Ottoman Tripolitania (ایالت طرابلس غرب) extended beyond the region of Tripolitania proper, also including Cyrenaica. Tripolitania became effectively independent under the rulers of the Karamanli dynasty in 1711 until Ottoman control was re-imposed by Mahmud II in 1835. Ottoman rule persisted until the region was captured by Italy in the 1911–1912Italo-Turkish War. Italy officially granted autonomy after the war but gradually occupied the region.

After World War I, an Arab republic, Al-Jumhuriya al-Trabulsiya, or "Tripolitanian Republic", declared the independence of Tripolitania from Italian Libya. Its proclamation in autumn 1918 was followed by a formal declaration of independence at the 1919 Paris Peace Conference, which drafted the Treaty of Versailles.

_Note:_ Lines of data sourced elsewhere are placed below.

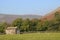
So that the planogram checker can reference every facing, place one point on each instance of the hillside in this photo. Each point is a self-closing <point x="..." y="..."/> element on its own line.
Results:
<point x="50" y="15"/>
<point x="9" y="18"/>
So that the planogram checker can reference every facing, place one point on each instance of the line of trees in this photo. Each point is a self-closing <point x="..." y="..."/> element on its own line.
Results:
<point x="34" y="25"/>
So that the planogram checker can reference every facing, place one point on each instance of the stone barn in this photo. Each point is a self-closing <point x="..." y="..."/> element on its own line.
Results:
<point x="12" y="30"/>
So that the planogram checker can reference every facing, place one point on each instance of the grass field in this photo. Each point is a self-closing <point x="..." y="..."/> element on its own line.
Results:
<point x="32" y="36"/>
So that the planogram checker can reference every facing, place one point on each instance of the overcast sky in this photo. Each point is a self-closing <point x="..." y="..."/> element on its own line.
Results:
<point x="19" y="7"/>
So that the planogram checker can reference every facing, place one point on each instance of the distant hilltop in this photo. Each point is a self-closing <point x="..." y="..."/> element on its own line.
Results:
<point x="10" y="18"/>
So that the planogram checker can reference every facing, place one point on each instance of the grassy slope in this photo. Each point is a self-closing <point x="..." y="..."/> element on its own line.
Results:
<point x="32" y="36"/>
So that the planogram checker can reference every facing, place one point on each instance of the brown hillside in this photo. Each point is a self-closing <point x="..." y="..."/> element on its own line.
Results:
<point x="50" y="15"/>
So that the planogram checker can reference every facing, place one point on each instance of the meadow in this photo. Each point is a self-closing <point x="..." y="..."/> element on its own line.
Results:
<point x="32" y="36"/>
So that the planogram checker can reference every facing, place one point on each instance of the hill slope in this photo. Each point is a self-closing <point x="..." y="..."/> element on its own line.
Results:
<point x="9" y="18"/>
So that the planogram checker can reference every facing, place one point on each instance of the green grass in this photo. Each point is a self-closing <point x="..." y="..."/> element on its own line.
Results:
<point x="32" y="36"/>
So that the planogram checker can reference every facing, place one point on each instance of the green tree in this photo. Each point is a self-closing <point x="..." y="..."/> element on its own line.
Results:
<point x="25" y="25"/>
<point x="17" y="22"/>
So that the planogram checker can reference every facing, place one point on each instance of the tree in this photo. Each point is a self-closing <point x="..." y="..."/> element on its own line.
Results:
<point x="33" y="24"/>
<point x="3" y="27"/>
<point x="17" y="22"/>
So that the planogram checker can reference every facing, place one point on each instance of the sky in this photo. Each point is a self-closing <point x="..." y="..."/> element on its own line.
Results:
<point x="23" y="7"/>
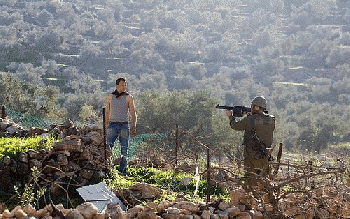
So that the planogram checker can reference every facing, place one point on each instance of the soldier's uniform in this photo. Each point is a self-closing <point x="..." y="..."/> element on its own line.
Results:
<point x="261" y="124"/>
<point x="264" y="126"/>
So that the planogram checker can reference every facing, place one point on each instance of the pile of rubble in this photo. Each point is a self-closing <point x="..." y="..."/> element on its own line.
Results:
<point x="241" y="206"/>
<point x="180" y="208"/>
<point x="80" y="155"/>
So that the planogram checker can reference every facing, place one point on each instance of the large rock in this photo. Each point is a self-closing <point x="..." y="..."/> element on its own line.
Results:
<point x="74" y="214"/>
<point x="147" y="191"/>
<point x="88" y="210"/>
<point x="191" y="207"/>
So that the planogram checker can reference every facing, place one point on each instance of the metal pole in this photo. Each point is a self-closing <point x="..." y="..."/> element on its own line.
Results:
<point x="104" y="136"/>
<point x="208" y="175"/>
<point x="176" y="142"/>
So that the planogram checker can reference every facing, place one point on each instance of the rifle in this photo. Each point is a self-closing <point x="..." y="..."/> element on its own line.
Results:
<point x="237" y="111"/>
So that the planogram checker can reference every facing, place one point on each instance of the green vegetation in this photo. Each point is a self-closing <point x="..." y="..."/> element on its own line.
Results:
<point x="170" y="181"/>
<point x="12" y="146"/>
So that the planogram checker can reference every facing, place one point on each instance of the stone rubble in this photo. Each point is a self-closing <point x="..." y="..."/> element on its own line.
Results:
<point x="81" y="155"/>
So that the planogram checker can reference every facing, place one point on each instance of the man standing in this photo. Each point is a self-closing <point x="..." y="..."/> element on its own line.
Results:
<point x="119" y="106"/>
<point x="260" y="125"/>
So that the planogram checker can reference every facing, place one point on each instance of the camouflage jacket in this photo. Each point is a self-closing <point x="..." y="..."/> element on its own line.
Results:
<point x="264" y="126"/>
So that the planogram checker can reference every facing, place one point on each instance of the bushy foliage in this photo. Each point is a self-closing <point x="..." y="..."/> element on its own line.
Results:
<point x="12" y="146"/>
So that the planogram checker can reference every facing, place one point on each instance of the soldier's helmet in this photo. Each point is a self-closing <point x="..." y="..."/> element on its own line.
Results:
<point x="259" y="101"/>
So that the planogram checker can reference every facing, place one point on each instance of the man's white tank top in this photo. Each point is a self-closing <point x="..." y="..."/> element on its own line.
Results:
<point x="119" y="109"/>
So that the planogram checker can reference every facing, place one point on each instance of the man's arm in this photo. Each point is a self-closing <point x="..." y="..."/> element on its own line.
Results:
<point x="133" y="114"/>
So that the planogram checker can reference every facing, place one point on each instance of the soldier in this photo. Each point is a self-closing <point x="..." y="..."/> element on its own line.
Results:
<point x="255" y="124"/>
<point x="119" y="105"/>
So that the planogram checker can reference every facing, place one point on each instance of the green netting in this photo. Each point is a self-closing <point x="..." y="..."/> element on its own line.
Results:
<point x="137" y="140"/>
<point x="25" y="121"/>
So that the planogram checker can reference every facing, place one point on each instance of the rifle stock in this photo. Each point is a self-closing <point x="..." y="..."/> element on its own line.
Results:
<point x="237" y="111"/>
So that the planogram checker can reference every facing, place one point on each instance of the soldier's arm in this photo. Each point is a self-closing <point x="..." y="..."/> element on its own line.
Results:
<point x="240" y="125"/>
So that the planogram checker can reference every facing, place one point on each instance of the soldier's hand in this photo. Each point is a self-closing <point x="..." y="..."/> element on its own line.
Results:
<point x="133" y="131"/>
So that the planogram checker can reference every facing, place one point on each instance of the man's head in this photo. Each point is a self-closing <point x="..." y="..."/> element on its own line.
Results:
<point x="260" y="102"/>
<point x="120" y="84"/>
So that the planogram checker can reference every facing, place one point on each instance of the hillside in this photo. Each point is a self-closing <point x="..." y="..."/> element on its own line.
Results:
<point x="60" y="58"/>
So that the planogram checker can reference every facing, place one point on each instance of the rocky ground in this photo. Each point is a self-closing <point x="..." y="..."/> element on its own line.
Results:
<point x="79" y="156"/>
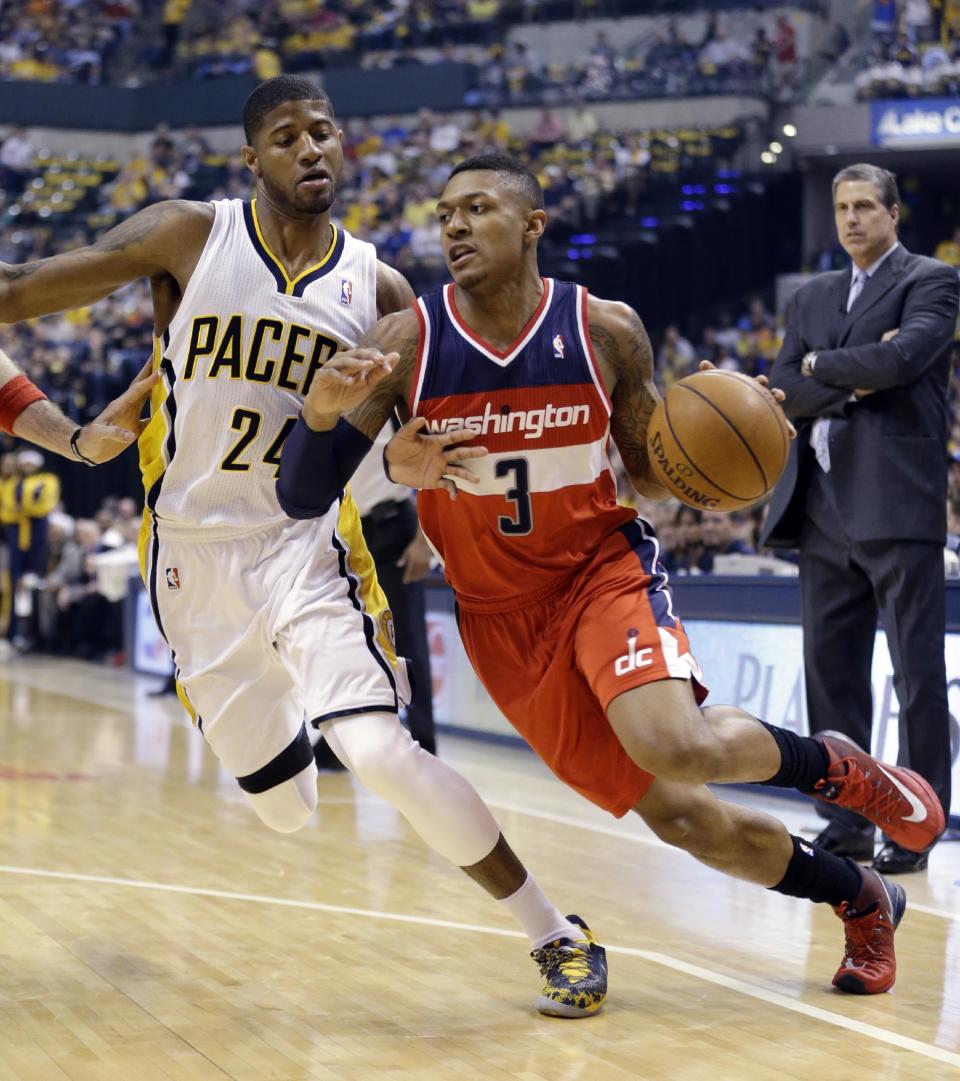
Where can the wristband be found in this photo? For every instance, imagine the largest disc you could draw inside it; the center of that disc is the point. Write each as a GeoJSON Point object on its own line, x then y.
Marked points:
{"type": "Point", "coordinates": [77, 452]}
{"type": "Point", "coordinates": [15, 396]}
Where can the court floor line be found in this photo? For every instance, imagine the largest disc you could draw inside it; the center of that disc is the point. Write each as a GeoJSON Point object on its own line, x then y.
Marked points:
{"type": "Point", "coordinates": [697, 972]}
{"type": "Point", "coordinates": [31, 679]}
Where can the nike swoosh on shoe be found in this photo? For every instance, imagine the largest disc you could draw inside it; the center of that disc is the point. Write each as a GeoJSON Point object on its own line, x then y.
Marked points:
{"type": "Point", "coordinates": [917, 806]}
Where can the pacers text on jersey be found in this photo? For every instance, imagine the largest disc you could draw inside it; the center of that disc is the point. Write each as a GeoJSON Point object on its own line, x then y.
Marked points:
{"type": "Point", "coordinates": [258, 350]}
{"type": "Point", "coordinates": [531, 422]}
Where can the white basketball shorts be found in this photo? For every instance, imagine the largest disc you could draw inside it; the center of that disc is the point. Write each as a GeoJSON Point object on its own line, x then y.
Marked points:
{"type": "Point", "coordinates": [270, 628]}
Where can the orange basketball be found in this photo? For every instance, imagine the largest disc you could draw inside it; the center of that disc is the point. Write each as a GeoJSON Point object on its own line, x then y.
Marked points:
{"type": "Point", "coordinates": [718, 440]}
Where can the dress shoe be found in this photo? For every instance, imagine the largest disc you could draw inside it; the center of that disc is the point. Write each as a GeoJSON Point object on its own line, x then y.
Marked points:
{"type": "Point", "coordinates": [840, 841]}
{"type": "Point", "coordinates": [893, 859]}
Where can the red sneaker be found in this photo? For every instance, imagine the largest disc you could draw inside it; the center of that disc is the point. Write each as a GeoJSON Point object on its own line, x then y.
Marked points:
{"type": "Point", "coordinates": [869, 961]}
{"type": "Point", "coordinates": [897, 800]}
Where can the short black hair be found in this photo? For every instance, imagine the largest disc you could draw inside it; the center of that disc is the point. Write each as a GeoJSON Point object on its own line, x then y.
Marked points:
{"type": "Point", "coordinates": [521, 177]}
{"type": "Point", "coordinates": [274, 92]}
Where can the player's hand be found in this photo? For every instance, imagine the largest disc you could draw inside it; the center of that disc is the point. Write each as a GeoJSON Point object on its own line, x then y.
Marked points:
{"type": "Point", "coordinates": [774, 392]}
{"type": "Point", "coordinates": [120, 423]}
{"type": "Point", "coordinates": [343, 383]}
{"type": "Point", "coordinates": [416, 558]}
{"type": "Point", "coordinates": [417, 459]}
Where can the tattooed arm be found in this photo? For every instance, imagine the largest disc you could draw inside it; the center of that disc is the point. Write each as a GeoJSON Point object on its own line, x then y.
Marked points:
{"type": "Point", "coordinates": [163, 239]}
{"type": "Point", "coordinates": [625, 358]}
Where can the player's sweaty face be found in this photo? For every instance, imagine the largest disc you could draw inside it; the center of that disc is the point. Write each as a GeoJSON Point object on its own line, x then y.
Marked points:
{"type": "Point", "coordinates": [301, 157]}
{"type": "Point", "coordinates": [481, 228]}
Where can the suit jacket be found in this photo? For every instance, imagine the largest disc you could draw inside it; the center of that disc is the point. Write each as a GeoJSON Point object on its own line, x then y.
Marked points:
{"type": "Point", "coordinates": [888, 450]}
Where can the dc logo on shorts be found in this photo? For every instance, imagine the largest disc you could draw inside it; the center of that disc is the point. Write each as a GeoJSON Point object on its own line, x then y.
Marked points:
{"type": "Point", "coordinates": [387, 628]}
{"type": "Point", "coordinates": [634, 658]}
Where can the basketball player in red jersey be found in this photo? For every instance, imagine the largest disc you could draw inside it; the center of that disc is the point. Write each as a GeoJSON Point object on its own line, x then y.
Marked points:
{"type": "Point", "coordinates": [564, 610]}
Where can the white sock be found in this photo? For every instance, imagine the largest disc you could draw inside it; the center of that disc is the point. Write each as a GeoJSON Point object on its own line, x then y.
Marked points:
{"type": "Point", "coordinates": [541, 920]}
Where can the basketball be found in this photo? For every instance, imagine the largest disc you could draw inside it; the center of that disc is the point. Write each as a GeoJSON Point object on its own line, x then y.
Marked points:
{"type": "Point", "coordinates": [718, 440]}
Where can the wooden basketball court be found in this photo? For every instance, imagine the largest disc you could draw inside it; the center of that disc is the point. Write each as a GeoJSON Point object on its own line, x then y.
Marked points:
{"type": "Point", "coordinates": [151, 930]}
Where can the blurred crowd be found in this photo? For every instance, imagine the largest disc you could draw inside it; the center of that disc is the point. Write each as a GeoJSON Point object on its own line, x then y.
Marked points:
{"type": "Point", "coordinates": [915, 51]}
{"type": "Point", "coordinates": [131, 42]}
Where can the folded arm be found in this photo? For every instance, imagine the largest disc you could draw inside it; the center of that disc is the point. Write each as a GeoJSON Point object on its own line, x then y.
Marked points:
{"type": "Point", "coordinates": [928, 323]}
{"type": "Point", "coordinates": [626, 359]}
{"type": "Point", "coordinates": [802, 397]}
{"type": "Point", "coordinates": [163, 239]}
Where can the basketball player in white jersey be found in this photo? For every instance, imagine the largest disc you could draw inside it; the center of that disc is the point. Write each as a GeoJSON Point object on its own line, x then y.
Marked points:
{"type": "Point", "coordinates": [270, 619]}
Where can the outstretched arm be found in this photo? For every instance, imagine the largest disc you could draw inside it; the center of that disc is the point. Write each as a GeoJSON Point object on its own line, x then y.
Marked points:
{"type": "Point", "coordinates": [323, 450]}
{"type": "Point", "coordinates": [626, 362]}
{"type": "Point", "coordinates": [165, 238]}
{"type": "Point", "coordinates": [927, 325]}
{"type": "Point", "coordinates": [28, 414]}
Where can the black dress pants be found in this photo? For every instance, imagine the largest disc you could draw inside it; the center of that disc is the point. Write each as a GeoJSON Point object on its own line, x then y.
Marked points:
{"type": "Point", "coordinates": [844, 585]}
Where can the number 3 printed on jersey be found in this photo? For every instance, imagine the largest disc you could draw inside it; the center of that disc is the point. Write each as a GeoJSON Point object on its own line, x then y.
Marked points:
{"type": "Point", "coordinates": [521, 521]}
{"type": "Point", "coordinates": [248, 423]}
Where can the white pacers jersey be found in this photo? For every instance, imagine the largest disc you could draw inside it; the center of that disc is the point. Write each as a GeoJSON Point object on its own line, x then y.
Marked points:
{"type": "Point", "coordinates": [237, 360]}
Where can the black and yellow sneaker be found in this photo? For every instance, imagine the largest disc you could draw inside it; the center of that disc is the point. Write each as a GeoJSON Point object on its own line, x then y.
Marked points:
{"type": "Point", "coordinates": [574, 974]}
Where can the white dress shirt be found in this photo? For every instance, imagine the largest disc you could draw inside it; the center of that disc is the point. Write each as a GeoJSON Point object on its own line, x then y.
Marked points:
{"type": "Point", "coordinates": [821, 430]}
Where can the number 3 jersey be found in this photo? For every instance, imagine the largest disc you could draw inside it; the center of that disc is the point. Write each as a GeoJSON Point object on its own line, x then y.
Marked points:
{"type": "Point", "coordinates": [547, 494]}
{"type": "Point", "coordinates": [237, 360]}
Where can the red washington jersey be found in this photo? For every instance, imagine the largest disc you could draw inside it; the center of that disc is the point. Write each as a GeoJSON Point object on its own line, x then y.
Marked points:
{"type": "Point", "coordinates": [547, 494]}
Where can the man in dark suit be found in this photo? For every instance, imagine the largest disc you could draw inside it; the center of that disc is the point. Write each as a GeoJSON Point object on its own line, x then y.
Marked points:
{"type": "Point", "coordinates": [864, 366]}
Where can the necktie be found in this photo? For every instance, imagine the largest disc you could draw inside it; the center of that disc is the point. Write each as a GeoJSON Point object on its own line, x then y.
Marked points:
{"type": "Point", "coordinates": [856, 287]}
{"type": "Point", "coordinates": [821, 432]}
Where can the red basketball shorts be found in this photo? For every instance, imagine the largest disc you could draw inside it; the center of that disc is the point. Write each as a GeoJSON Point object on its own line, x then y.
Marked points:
{"type": "Point", "coordinates": [555, 664]}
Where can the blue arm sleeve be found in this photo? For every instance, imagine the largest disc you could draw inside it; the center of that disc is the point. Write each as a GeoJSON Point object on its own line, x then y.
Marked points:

It was the first formally declared republican form of government in the Arab world, but it gained little support from international powers and had disintegrated by 1923. Italy, under the fascist dictator Benito Mussolini, had managed to re-establish full control over Libya by 1930.

Originally administered as part of a single colony, Italian Tripolitania was a separate colony from 26 June 1927 to 3 December 1934, when it was merged into Libya. The Italian fascists constructed the Marble Arch as a form of an imperial triumphal arch at the border between Tripolitania and Cyrenaica near the coast.

Tripolitania experienced a huge development in the late 1930s, when the Italian Fourth Shore was created with the Province of Tripoli, with Tripoli as a modern "westernized" city. The Tripoli Province ("Provincia di Tripoli" in Italian) was established in 1937, with the official name being Commissariato Generale Provinciale di Tripoli. It was considered a province of the Kingdom of Italy and lasted until 1943.

During World War II, several back-and-forth campaigns with mobile armour vehicles ebbed and flowed across the North African coastal deserts between first Fascist Italians and the British, with the Italians joined by the Nazi Germans in 1941. Libya was finally occupied by the western Allies, with the British moving west from Egypt after their victory at El Alamein in October 1942 against German Field Marshall Erwin Rommel and his Afrika Korps and the Americans and British from the west after landings in Operation Torch in Morocco and Algeria in November 1942. From 1942 and past the end of the war in 1945 to 1951, when Libya gained independence, Tripolitania and the region of Cyrenaica were administered by the British Military Administration. Italy formally renounced its claim upon the territory in 1947.

Tripolitania retained its status as a province in the Kingdom of Libya from 1951 to 1963, when it was replaced by a new system of governorates, which divided Tripolitania into the governorates of Khoms, Zawiya, Jabal al Gharbi, Misrata, and Tarabulus.

The Modern Latin missionary jurisdiction was called the Apostolic Vicariate of Tripolitana but was later renamed after its episcopal see, Benghazi.